Maha Energy: Looking ahead to H2’22 - ABG
As expected, Q2 was a softer quarter
High activity level expected in H2’22
P/NAV of 0.55x, discounts at USD 60/bbl
Q2 impacted by lower production from Tie-field
Maha Energy reported net revenues of USD 21.2m in Q2, which was 6% lower than ABGSCe at USD 22.7m and 17% lower than consensus at USD 26m. EBITDA came in at USD 15m, 13% lower than ABGSCe at USD 17m and 24% lower than consensus at USD 19m. FCF for the quarter was USD 0.3m, in line with ABGSCe of USD 1.4m. The headline P&L miss vs ABGSCe was due to a slightly lower realised oil price than we had estimated. Production was down q/q due to lower production from the Tie-field, as expected. The bigger miss vs consensus seems to be due to consensus not adjusting for lower production.

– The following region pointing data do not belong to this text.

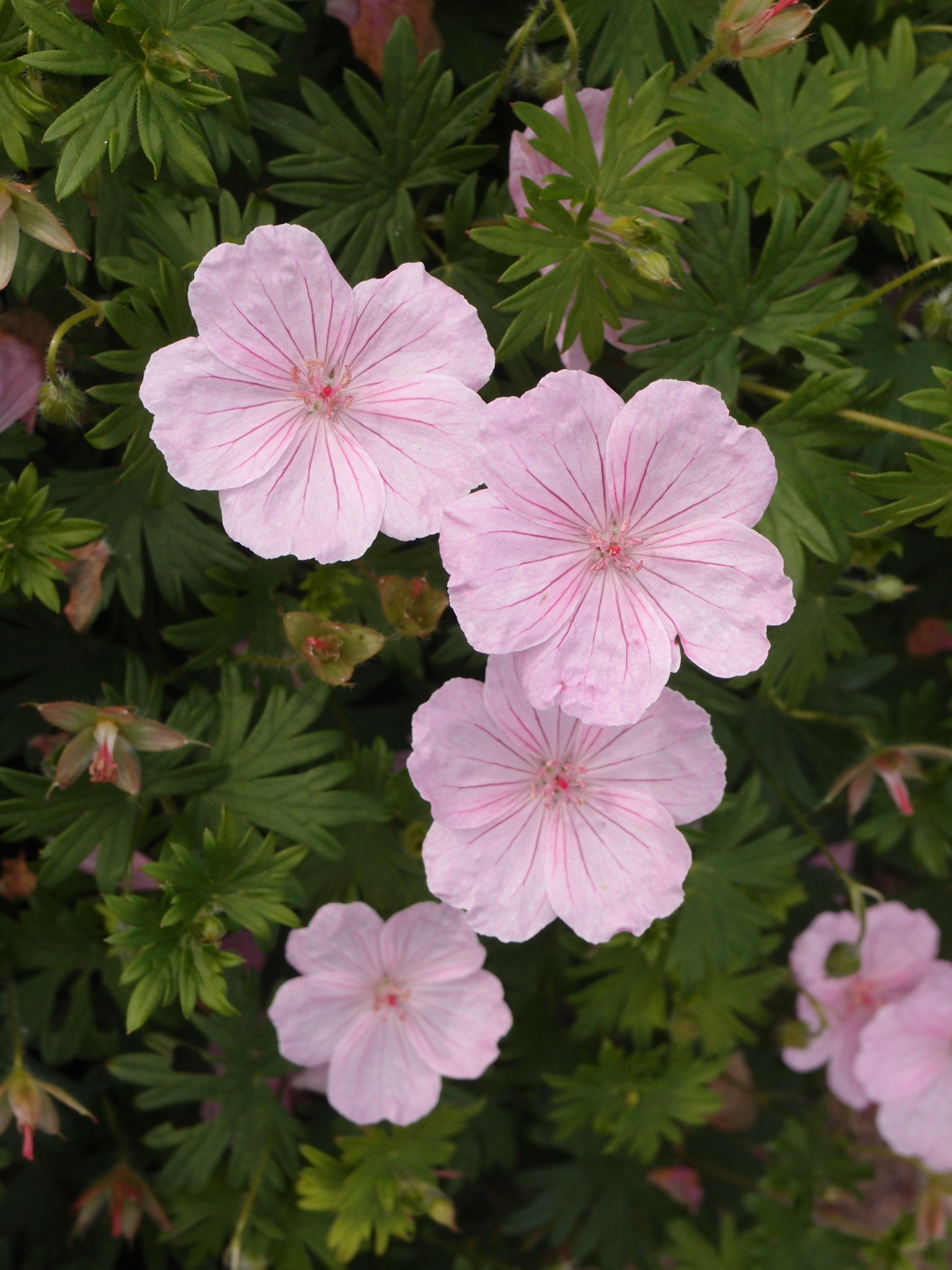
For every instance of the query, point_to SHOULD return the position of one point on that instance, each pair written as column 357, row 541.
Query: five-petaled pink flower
column 538, row 815
column 905, row 1065
column 899, row 948
column 323, row 414
column 610, row 531
column 21, row 379
column 527, row 161
column 391, row 1006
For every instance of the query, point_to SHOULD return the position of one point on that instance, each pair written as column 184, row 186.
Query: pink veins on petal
column 538, row 815
column 321, row 413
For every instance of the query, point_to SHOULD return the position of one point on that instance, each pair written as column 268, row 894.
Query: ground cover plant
column 476, row 619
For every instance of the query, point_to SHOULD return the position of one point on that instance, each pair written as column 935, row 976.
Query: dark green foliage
column 767, row 251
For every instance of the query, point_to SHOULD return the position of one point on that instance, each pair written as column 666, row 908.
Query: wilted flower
column 321, row 413
column 538, row 815
column 411, row 605
column 372, row 21
column 332, row 650
column 905, row 1065
column 390, row 1006
column 127, row 1196
column 21, row 377
column 750, row 28
column 608, row 533
column 30, row 1103
column 892, row 765
column 896, row 952
column 22, row 210
column 106, row 742
column 682, row 1183
column 527, row 161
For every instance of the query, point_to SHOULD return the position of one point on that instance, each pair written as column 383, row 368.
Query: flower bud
column 62, row 402
column 842, row 960
column 749, row 28
column 330, row 650
column 411, row 605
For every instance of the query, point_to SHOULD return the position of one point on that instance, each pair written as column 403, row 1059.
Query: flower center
column 559, row 784
column 390, row 997
column 614, row 546
column 324, row 391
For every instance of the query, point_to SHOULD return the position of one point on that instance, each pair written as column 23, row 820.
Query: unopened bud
column 411, row 605
column 330, row 650
column 62, row 402
column 652, row 266
column 750, row 28
column 794, row 1034
column 842, row 960
column 937, row 315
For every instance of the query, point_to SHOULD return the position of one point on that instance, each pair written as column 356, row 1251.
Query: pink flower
column 391, row 1006
column 905, row 1065
column 610, row 531
column 526, row 161
column 899, row 948
column 21, row 379
column 321, row 413
column 538, row 815
column 894, row 766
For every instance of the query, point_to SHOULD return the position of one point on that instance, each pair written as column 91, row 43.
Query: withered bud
column 411, row 605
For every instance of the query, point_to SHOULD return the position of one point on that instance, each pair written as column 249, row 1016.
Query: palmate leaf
column 919, row 144
column 159, row 60
column 358, row 185
column 796, row 107
column 738, row 870
column 635, row 1101
column 727, row 300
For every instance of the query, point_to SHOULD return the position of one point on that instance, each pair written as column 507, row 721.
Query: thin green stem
column 234, row 1252
column 698, row 69
column 570, row 34
column 91, row 310
column 518, row 41
column 871, row 420
column 880, row 291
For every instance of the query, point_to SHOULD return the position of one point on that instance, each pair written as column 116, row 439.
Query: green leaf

We make only minor estimate revisions following the report.
High activity and increased production expected in H2
We expect the second half of the year to be more eventful for Maha, with a ramp up in production towards the end of the year driven by more wells being put into production at the Tie-field (only two wells producing in Q2) after the completion of an extensive workover program and the finalising of the new wells. For H2’22, we see an average net production of 4.32kboe/d, compared to the achieved 3.93kboe/d in H1’22. This puts our FY22 estimate at 4.1kboe/d, which is at the low end of the current guidance. On top of this, Maha is kicking off its six well drilling campaign in Oman with the mobilisation of the newly contracted rig expected by the end of September/early October. We have previously highlighted the importance this could have for Maha should the field reach its potential. We have currently not included any production from this field in our estimates.
Discounts at USD 60/bbl
The NAV/sh on ABGSC oil price estimates is 24.2 and the P/NAV is 0.55x. At current levels, we estimate that Maha discounts Brent at USD 60/bbl.